A blog from the IRS, and why it's worth reading

Every decade or so, the members of Congress get together and scare up some votes for themselves by beating up on the IRS. Some of the laws that come out of these cycles are horrible, but some of them are good. One of the best over the years has been the establishment of a national taxpayer advocate. This is a person within the government who will tell Congress and the tax commissioner what's right and what's wrong with the way the IRS enforces the current tax system, and try to get problems avoided or fixed, without the danger of losing his or her job over it.

The current taxpayer advocate, Nina Olson, is great.
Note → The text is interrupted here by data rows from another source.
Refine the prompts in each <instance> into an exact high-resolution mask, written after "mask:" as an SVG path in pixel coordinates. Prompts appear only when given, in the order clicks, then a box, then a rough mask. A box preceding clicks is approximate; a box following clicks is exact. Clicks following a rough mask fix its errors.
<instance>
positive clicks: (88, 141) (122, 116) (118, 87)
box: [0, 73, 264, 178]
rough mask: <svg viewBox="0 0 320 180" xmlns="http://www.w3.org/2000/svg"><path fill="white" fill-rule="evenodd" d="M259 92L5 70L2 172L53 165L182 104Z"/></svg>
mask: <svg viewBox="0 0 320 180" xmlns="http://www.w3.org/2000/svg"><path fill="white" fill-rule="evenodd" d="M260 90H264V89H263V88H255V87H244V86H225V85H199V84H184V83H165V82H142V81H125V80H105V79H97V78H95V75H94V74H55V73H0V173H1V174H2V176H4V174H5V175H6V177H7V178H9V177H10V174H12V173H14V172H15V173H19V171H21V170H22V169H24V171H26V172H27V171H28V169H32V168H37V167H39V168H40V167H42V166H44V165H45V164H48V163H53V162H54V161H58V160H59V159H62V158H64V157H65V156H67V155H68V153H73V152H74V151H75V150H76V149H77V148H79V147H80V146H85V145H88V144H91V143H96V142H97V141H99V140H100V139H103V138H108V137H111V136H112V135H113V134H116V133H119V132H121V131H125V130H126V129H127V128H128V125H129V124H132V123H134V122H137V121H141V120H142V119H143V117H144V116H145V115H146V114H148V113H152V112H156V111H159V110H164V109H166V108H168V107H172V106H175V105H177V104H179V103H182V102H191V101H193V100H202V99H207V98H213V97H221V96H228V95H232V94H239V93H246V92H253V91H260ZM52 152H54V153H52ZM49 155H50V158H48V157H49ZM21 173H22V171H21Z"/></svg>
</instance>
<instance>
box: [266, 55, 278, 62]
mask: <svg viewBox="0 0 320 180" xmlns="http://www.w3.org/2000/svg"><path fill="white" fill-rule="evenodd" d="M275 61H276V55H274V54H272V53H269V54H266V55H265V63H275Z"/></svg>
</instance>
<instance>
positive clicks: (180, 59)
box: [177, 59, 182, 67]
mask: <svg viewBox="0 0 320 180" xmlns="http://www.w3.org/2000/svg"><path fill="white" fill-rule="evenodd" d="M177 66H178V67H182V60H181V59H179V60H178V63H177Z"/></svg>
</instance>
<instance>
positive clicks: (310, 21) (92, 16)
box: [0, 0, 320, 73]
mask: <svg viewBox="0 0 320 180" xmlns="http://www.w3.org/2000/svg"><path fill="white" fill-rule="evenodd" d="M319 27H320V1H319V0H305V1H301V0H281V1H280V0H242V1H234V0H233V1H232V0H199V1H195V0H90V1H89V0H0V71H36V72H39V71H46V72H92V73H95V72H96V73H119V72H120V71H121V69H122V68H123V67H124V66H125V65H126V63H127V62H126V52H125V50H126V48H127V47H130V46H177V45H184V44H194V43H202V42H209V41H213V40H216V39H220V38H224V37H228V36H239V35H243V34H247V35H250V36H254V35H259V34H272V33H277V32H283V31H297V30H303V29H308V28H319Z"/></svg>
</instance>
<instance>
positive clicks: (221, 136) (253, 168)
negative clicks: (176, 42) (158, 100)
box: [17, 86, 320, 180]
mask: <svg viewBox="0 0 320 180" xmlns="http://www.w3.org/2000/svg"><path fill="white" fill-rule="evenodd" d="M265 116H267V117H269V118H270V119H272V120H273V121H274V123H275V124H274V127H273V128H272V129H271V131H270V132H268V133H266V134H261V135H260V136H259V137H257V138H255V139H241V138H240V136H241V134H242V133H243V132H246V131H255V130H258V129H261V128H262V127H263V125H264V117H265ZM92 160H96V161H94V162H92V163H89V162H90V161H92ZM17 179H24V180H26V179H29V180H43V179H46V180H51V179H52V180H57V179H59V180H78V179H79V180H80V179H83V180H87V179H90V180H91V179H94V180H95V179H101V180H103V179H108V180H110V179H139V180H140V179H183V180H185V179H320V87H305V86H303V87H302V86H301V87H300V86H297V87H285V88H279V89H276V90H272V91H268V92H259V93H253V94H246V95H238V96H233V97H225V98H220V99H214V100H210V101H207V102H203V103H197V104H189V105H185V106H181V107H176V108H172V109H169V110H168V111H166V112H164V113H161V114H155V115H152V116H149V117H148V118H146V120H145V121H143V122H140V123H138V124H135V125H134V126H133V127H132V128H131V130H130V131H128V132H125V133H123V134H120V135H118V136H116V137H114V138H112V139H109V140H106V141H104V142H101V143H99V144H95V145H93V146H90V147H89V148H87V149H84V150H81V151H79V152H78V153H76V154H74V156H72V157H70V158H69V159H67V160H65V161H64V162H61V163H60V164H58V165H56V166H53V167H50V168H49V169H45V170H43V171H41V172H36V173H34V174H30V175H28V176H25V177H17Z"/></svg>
She tells it like it is, and although the lawmakers and bureaucrats don't always adopt her solutions and strategies, with Olson's periodic reports, they can't act as though they didn't know where the problems are. And her views are uniformly from taxpayers' perspectives, particularly those of the average Janes and Joes who are trying to live their lives without tripping up on the nation's treacherous tax laws.
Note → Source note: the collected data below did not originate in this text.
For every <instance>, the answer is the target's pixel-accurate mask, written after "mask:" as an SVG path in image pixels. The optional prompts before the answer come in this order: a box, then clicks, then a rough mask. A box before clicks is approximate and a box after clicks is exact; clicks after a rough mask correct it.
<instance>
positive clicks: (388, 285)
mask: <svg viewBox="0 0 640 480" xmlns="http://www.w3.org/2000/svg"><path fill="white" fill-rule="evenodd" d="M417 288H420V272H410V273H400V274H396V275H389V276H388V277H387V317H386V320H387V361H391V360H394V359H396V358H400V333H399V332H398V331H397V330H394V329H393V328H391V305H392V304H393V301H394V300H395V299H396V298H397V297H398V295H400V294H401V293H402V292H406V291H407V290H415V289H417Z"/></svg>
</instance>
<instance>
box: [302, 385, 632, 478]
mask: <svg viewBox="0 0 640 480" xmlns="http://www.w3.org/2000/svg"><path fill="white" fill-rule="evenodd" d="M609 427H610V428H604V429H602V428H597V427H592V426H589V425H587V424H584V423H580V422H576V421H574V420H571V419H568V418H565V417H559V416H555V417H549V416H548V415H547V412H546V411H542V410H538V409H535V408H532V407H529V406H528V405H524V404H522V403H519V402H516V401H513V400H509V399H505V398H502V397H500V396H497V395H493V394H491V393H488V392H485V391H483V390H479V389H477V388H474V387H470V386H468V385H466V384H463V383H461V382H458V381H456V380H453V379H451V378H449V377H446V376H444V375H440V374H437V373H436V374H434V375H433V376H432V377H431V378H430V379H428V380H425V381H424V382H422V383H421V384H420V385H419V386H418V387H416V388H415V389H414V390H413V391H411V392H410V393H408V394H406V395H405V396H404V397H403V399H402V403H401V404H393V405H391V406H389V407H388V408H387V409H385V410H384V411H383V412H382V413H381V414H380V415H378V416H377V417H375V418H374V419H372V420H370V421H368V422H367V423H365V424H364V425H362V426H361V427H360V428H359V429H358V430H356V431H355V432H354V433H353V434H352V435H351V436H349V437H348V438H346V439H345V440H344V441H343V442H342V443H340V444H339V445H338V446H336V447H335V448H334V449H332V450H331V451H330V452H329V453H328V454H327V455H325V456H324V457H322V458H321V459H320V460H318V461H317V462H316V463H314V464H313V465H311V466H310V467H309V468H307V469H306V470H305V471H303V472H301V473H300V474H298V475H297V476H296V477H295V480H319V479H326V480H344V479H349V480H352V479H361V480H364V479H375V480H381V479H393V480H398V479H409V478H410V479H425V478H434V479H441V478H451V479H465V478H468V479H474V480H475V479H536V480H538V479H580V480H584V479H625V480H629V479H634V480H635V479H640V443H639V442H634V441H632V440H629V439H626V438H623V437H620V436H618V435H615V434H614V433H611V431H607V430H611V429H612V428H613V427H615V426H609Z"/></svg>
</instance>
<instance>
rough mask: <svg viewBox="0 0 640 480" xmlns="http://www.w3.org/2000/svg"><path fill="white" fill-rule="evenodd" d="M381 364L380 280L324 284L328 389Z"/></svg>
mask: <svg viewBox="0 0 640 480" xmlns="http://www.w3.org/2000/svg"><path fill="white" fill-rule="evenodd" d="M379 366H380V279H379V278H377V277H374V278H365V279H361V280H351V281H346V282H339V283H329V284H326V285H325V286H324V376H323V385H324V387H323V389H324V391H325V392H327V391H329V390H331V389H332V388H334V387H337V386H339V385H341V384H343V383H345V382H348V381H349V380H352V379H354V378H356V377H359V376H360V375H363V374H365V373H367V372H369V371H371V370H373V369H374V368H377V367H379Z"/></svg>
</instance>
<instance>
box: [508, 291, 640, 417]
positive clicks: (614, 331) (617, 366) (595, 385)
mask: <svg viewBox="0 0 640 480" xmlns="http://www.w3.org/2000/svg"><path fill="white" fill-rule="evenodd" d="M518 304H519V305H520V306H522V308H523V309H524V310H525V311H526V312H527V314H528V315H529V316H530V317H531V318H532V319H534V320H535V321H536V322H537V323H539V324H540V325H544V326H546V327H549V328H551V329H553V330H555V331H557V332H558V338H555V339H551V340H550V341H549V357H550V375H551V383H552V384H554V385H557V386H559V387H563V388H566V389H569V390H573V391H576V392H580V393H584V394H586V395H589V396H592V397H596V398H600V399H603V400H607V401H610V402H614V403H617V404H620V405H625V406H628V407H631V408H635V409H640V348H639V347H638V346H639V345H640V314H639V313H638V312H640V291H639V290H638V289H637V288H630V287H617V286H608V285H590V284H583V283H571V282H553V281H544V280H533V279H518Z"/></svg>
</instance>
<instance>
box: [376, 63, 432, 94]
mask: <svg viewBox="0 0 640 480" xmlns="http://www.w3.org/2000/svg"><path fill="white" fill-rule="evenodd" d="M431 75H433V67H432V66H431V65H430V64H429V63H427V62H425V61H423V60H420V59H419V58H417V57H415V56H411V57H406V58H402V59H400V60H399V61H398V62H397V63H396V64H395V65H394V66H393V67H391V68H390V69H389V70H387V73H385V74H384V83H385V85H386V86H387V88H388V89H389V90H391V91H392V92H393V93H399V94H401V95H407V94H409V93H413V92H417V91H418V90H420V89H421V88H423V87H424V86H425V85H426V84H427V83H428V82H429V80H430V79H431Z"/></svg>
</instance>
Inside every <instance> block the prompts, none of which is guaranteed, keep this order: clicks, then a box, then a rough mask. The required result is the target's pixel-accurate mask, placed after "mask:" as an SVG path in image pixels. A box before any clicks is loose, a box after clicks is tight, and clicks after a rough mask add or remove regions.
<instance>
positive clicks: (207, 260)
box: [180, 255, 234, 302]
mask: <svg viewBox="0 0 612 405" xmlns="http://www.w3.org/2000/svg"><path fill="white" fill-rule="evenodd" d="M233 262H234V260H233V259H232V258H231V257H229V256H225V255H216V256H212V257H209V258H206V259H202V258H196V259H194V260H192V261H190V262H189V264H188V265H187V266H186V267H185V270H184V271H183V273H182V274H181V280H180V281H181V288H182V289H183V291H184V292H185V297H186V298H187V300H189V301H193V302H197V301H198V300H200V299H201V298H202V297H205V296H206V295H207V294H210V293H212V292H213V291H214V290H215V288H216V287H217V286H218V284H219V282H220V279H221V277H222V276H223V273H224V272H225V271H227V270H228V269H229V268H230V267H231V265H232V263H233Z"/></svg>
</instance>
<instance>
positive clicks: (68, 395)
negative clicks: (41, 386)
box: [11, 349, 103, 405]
Now Olson has decided to start a blog. Anybody who's interested in the way the federal government administers the tax laws will want to give it a look every now and then.

Comments (5)

I'd like to know why the IRS forms have been subtly changed making me suspicious that they want me to make large errors this year. The schedule E has changed rents to some sort of third party payments; then it sneaks depreciation up into the dozen or so expense lines.....looking at schedule D and whatever new form I am supposed to fill out has me thinking its a conspiracy from the tax law and professional preparers to force me to abandon preparing my own 7-10 page return. I wonder if Ann ever attempted Willards returns when they were first married and life was so simple for them?

Hurrah for Nina Olson. This takes guts to tackle such a large organization from within.

It's even in English rather than bureaucratese! Thanks for the bookmark!

Glad to hear about this. I agree Nina is a great advocate.

Without her office the only way to limit or control IRS administrative over-reach would be through appeals or the court system. WELL after the over-reach, after your client has suffered damage, and at a financial cost above what most taxpayers can invest.

Her complaints against the lack of taxpayer rights and due process in the Services reliance on what she calls "unreal audits' is timely, but as usual, falling on deaf ears in congress.

Thanks for the heads up on the new Schedule D Teresa. I gave it a look/see. I like the layout on the feeder form much better than the continuation pages for the old Schedule D, and I like that the new Schedule D is purely summaries vs. the old combination of summaries and individual transactions. Should be a simple reporting year, because I don't have that many trades and don't believe there were any wash sales.